Em 2025, a vida surpreendeu Camila novamente e Gael chegou para completar sua felicidade. “Confesso que a dor, muitas vezes, pode nos fazer ter medo e duvidar de que as coisas vão dar certo. Mas a fé em dias melhores me fez seguir. É um privilégio ser mãe de dois meninos saudáveis e poder compartilhar nossa história de superação. Graças a Deus, o câncer tem cura”.
Atravessar a dor do luto e encontrar novos caminhos
A educadora, proprietária e gestora de um berçário, Caroline Martins de Almeida, fala da maternidade como um processo de transformação constante. “Ser mãe é descobrir que somos pedra bruta — e que a maternidade vem para nos lapidar, sem dó”. Mãe de cinco filhos, ela carrega histórias marcadas por amor, perdas e recomeços.

“Meu primeiro amor, Arthur, com 17 anos, me deu o título de mãe. Pude perceber que aquele lugar de doação era o meu lugar.” Anos depois, enfrentou a dor de um aborto diagnosticado na ecografia e o que era felicidade se tornou tristeza. “ Dei a ele um nome simbólico, Ricardo. Foram poucas semanas, mas tempo suficiente para me ensinar que o amor não se divide — ele se multiplica”. Ela detalha que a partida foi inesperada e seus dias perderam a cor.
Mesmo assim, a vida seguiu e três meses depois, o terceiro amor já estava a caminho. A gestação de Mathias trouxe novos desafios. “Para nosso desespero, Mathias tinha alterações físicas e, depois, a certeza de uma síndrome considerada incompatível com a vida”. Neste momento, Carol sentiu que a vida havia lhe virado do avesso porque não existia mais certeza de nada.

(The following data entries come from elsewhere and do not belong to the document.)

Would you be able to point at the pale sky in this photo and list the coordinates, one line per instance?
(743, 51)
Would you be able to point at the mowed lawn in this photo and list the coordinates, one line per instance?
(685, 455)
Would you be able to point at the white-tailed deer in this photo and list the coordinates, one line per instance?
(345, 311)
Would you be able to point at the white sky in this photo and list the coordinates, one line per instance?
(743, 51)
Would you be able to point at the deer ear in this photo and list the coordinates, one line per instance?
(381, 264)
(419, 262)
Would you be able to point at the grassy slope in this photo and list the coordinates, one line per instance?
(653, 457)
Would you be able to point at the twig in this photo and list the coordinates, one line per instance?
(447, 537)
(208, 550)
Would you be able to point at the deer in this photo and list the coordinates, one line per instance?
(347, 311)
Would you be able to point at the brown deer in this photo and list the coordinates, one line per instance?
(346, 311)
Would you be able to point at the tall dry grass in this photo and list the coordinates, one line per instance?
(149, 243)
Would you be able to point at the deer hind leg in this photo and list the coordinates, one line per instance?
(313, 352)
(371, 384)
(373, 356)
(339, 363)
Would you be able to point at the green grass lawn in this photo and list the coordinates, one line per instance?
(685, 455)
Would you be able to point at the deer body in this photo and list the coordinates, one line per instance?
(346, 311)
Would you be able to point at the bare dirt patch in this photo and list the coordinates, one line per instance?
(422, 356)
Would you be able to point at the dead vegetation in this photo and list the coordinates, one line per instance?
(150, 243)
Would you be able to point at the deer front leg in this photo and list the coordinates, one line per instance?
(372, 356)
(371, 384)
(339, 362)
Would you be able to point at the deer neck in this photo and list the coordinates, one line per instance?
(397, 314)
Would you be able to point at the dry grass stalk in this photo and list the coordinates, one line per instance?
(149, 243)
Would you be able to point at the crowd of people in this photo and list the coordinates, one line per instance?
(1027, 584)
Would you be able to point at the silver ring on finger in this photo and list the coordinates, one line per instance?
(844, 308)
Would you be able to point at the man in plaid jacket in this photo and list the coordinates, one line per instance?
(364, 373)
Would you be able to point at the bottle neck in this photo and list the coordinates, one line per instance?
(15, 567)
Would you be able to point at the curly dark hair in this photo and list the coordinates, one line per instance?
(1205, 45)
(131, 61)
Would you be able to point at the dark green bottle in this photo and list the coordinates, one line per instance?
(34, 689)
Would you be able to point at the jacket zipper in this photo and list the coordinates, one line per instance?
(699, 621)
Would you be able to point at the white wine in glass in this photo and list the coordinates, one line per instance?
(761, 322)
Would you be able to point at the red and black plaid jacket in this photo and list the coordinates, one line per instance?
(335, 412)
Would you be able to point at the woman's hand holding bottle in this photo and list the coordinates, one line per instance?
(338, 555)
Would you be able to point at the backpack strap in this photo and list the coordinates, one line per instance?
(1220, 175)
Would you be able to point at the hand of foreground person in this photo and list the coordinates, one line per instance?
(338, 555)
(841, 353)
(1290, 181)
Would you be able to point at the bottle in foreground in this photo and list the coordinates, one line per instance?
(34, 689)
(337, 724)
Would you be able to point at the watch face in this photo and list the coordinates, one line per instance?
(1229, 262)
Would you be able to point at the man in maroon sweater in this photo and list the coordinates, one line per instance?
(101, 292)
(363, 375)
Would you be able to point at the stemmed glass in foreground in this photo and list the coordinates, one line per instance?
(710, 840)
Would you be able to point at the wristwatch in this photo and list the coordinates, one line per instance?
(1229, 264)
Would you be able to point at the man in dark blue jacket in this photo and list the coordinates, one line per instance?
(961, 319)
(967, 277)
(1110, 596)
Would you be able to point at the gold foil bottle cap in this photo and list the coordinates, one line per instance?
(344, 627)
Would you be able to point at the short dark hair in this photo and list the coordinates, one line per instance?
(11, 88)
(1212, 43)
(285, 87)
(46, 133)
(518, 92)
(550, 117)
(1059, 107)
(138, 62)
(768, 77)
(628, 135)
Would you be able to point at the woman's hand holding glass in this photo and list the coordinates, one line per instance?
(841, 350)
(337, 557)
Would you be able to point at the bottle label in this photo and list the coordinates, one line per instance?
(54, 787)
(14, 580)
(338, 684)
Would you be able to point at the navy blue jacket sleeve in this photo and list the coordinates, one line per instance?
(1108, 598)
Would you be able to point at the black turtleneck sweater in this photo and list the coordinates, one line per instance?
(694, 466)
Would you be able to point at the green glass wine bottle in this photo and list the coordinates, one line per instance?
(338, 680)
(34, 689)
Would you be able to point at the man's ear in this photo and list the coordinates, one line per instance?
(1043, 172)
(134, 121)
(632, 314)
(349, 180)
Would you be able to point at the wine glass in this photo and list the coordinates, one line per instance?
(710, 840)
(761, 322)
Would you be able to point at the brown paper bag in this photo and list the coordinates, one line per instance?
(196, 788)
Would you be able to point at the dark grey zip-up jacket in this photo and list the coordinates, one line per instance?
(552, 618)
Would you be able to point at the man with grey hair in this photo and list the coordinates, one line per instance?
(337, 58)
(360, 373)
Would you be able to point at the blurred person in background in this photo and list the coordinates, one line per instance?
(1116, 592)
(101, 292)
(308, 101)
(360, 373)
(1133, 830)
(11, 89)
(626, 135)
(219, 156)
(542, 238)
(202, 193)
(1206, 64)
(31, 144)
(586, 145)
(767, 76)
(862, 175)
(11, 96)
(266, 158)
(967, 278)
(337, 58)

Ainda assim, a educadora escolheu como viver aquele momento: “Fui forte por ele, vivi um dia de cada vez e decidi não viver o luto antecipado”. Mathias nasceu e permaneceu internado. Ele chegou a ir para casa, mas o quadro se agravou.
“Entendemos que ele ia nos deixar e nesse processo teve muita dor, mas também muito amor”.
A despedida deixou marcas profundas. “No dia em que precisei me despedir dele, descobri dentro de mim uma força imensa. Conheci o luto de perto — e tive a certeza de que o amor não se rompe com a ausência física”, define.
Com o tempo, novos recomeços encontraram espaço. “Depois de três anos, chegaram Caio e Iago. Duas vidas, dois corações, dois novos começos. Eles vieram trazendo luz para lugares que um dia foram dor”. Os gêmeos têm dois meses e ela segue reaprendendo diariamente. “Eles não apagam a minha história, mas a continuam. São a prova de que o amor sempre encontra um caminho para florescer novamente”.
Para Caroline, o Dia das Mães ganhou outro significado. “Já não é apenas sobre presença, mas também sobre saudade. É sobre honrar cada filho — os que estão comigo e os que vivem em mim”. Um sentimento que atravessa o tempo e ressignifica a maternidade.